Hikayeye baktığınız zaman, standart bir lise romantik & spor dizisinden (ya da animesinden) çok da farklı bir konusu olmadığını görüyorsunuz. Yok da zaten… Bunu özellikle belirtmek istedim çünkü günümüzde eşcinselliği konu edinen yapımların aksine Crossing the Line’nın homofobi, eşcinsel olduğunu kavrama/itiraf etme süreci, eşcinsellerin yaşadığı sorunlar ya da LGBTI bireylerin hak ve özgürlük savaşı gibi konular ile pek bir alakası yok. Başroldeki çiftimizin ikisinin de erkek olduğu, Oldukça sevimli ve kolay izlenen bir aşk hikayesi. Başrol çiftimizin arasındaki kimyayı ben beğendim. Fandy Fan‘ın oyunculuğu özellikle dikkatimi çekti, Yan Ze Lu ise yakışıklı olmasına rağmen biraz fazla donuk ve mimiksiz.

Dizinin lise yaşındaki gençlerin hikayesini anlatıyor olması ve 13 yaş sınırı olması sebebiyle Crossing the Line seks sahnesi ya da çıplaklık içermiyor. Ancak uzun zamandır izlediğim diziler içindeki en seksi 2-3 öpüşme sahnesini de içerisinde barındırıyor.

Crossing the Line – Eleştiri

Crossing the Line’ı izlerken en çok dikkat ettiğim şeylerden birisi, hikaye akışı içerisinde kullanılan pek çok unsurun (klişeler…) Kore romantik komedileriyle büyük paralellik göstermesi oldu. Örneğin bir karakterin diğerinin üzerine yanlışlık düşmesi ve ağır çekimde izlediğimiz yakalama, bir karakterin diğerini sırtında taşıması, ufacık sıyrıklar için bile mevzu yaratıp ilk yardım uygulayan korumacı partner ve benzerleri… Bu durum sanırım Kore dizi sektörünün diğer Uzak Doğu sektörleri üzerinde nasıl baskın bir etkisi olduğunun kanıtı. Bu arada emin olun dizi prodüksiyon olarak beklediğiniz çok daha iyi.
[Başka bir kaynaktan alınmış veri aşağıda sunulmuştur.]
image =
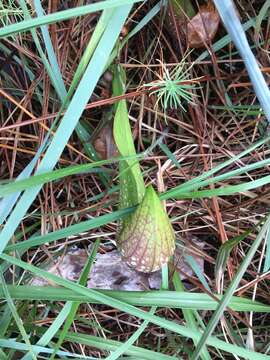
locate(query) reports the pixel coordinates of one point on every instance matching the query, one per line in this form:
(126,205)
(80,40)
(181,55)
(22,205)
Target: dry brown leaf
(203,26)
(104,143)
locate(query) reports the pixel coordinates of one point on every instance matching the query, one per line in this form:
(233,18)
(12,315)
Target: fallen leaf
(203,26)
(111,272)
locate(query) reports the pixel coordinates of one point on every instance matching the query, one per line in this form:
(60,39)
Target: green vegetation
(189,134)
– Bu kısımdan sonrası Spoiler nitelikli bilgiler içermektedir –

Genel olarak diziyi izlenebilir, çok kafa yormayan romantik bir yapım olarak buldum. Şimdi gelelim hoşuma gitmeyen kısmına. Anlattıklarımdan yola çıkarak LGBTI bireyler ve eşcinsellik içeren yapımlar hakkında bir derdim olmadığını anlamış olmalısınız. Fakat derdim olan bir konu var ki, o da günümüzün ciddi sorunlarından biri olan ensest. Dizide bir ensest durumu yok aslında. Dizide anne babaları sonradan evlendiği için kardeş gibi büyütülen aralarında kan bağı bulunmayan iki erkek üvey kardeş var. Bu üvey kardeşlerin arasındaki ilişki kardeşlik ya da arkadaşlıktan öte bir boyut alıyor zamanla ve tek taraflı olsa da aşka dönüşüyor. (Aynı durum Lost dizisinde Shannon ve Boone arasında da vardı.)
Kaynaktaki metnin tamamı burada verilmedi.